On Friday, Stoner’s opened a store in Moncks Corner, bringing its total tally to 22 stores in Georgia, South Carolina, Florida, and Texas.
Ciccarelli said the company will have 30 stores by the end of the year and will soon break new territory with operations in Tennessee and Alabama.
He said 25 percent of the stores in Stoner’s portfolio are company-owned, while 75 percent are franchise locations. That mix will be 20 percent company-owned and 80 percent franchisee-owned by the end of the year.
Founded by Joel and Jenny Harn, the company has thrived on a takeout/delivery model and a menu chocked with a variety of pizzas, sandwiches, salads, calzones, Stromboli, wings, lasagna, desserts, and other items made from fresh ingredients.

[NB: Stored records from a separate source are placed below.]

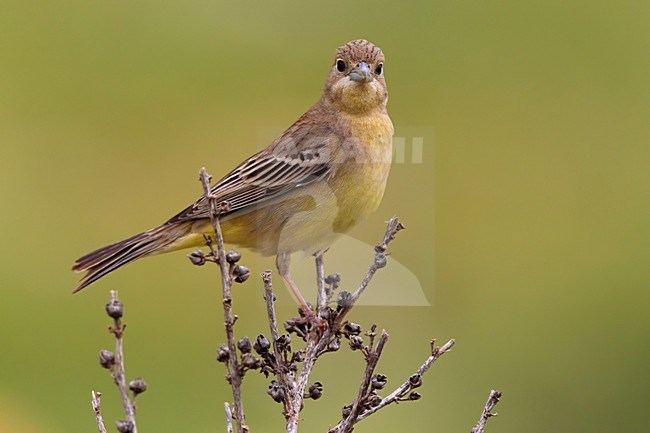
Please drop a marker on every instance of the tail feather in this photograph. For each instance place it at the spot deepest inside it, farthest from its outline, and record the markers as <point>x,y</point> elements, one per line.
<point>105,260</point>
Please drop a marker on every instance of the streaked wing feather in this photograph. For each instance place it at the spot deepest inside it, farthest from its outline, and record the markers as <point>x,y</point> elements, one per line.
<point>263,177</point>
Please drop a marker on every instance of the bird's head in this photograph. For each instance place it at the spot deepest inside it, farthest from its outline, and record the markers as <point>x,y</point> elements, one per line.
<point>356,81</point>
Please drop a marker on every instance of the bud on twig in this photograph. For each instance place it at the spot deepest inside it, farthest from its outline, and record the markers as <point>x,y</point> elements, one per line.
<point>241,273</point>
<point>138,386</point>
<point>223,353</point>
<point>275,391</point>
<point>106,358</point>
<point>124,426</point>
<point>233,257</point>
<point>114,309</point>
<point>315,391</point>
<point>379,381</point>
<point>197,258</point>
<point>261,345</point>
<point>244,345</point>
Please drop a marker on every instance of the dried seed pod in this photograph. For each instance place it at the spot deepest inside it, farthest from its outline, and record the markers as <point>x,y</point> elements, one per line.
<point>197,258</point>
<point>244,345</point>
<point>275,391</point>
<point>241,273</point>
<point>415,380</point>
<point>138,386</point>
<point>125,426</point>
<point>261,345</point>
<point>233,257</point>
<point>351,329</point>
<point>223,353</point>
<point>379,381</point>
<point>356,342</point>
<point>115,309</point>
<point>315,391</point>
<point>106,359</point>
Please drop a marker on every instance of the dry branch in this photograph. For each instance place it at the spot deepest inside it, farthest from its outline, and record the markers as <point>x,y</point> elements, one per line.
<point>487,413</point>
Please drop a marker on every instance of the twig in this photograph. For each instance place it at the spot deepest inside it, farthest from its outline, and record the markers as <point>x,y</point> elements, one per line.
<point>281,371</point>
<point>348,423</point>
<point>321,301</point>
<point>392,227</point>
<point>413,381</point>
<point>233,370</point>
<point>96,404</point>
<point>492,401</point>
<point>319,338</point>
<point>400,394</point>
<point>118,369</point>
<point>226,407</point>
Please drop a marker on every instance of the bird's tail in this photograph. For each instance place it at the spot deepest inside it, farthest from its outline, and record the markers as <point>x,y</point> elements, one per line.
<point>105,260</point>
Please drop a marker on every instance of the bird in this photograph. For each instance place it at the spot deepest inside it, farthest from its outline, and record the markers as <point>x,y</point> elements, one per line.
<point>324,174</point>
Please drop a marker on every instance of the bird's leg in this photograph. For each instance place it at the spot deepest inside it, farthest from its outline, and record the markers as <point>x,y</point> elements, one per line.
<point>282,262</point>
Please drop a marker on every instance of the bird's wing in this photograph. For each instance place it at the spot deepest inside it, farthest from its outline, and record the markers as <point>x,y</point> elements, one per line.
<point>299,157</point>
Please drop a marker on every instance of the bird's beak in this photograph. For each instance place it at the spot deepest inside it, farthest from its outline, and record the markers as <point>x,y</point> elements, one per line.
<point>362,73</point>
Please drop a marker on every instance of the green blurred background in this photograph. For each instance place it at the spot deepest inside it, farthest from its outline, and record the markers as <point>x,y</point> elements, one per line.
<point>528,218</point>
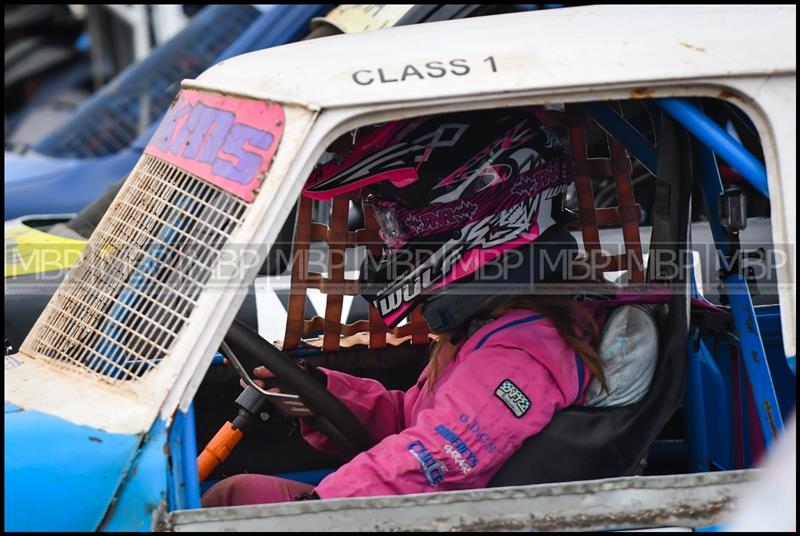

According to the company’s website, Stoner’s offers a range of specials, such as two large 1 topping pizzas with a 2-liter drink for $16.99.
Ciccarelli said the Spartanburg store will deliver to customers within a 5-mile radius, which he said encompasses about 140,000 homes.
He said the store could open for lunch at 11 a.m. each day. It will likely be open until midnight or later Thursday through Sunday.
Ciccarelli said the company will host a grand opening for the restaurant where it will award the first 50 customers a certificate for one free pizza per week for a year. That translates into 52 free pizzas.
Andy Hayes with Spartanburg-based Spencer/Hines Properties represented the building’s owner, while Geoffrey Southard of Trident Commercial represented Stoner’s in the lease agreement.
Hayes said the building has only sat vacant for a few months and has attracted a lot of interest.
“We had several opportunities to lease it, but we wanted to make sure it would be something good for downtown,” Hayes said. “Morgan Square is filling up and it looks like the next area of growth will be along the Magnolia Street corridor. The question is, where are things moving next? I think you could see a lot of growth happening in the area around [Stoner’s Spartanburg store].”
The building is located in a 3.5-acre block of property between Daniel Morgan Avenue, and North Church, Archer, and Magnolia streets.
Of the 16 properties that make up the block, nine are currently vacant, including the former Magnolia Street Pub and BB&T bank branch.
A spate of new and existing developments could make the block more attractive to potential investors in the coming months.
Those developments include a new office building behind the Marriott, the $29 million redevelopment of the historic Montgomery Building, a potential redevelopment of the Spartanburg County Courthouse at 180 Magnolia Street, the Edward Via College of Osteopathic Medicine, and development activity in the city’s Northside neighborhood.
“We’re seeing a lot of interest in that block,” said Tim Satterfield, vice president and broker-in-charge of Coldwell Banker Commercial Caine. “There are plenty of opportunities. I don’t think it will be long before we see downtown grow in that direction.”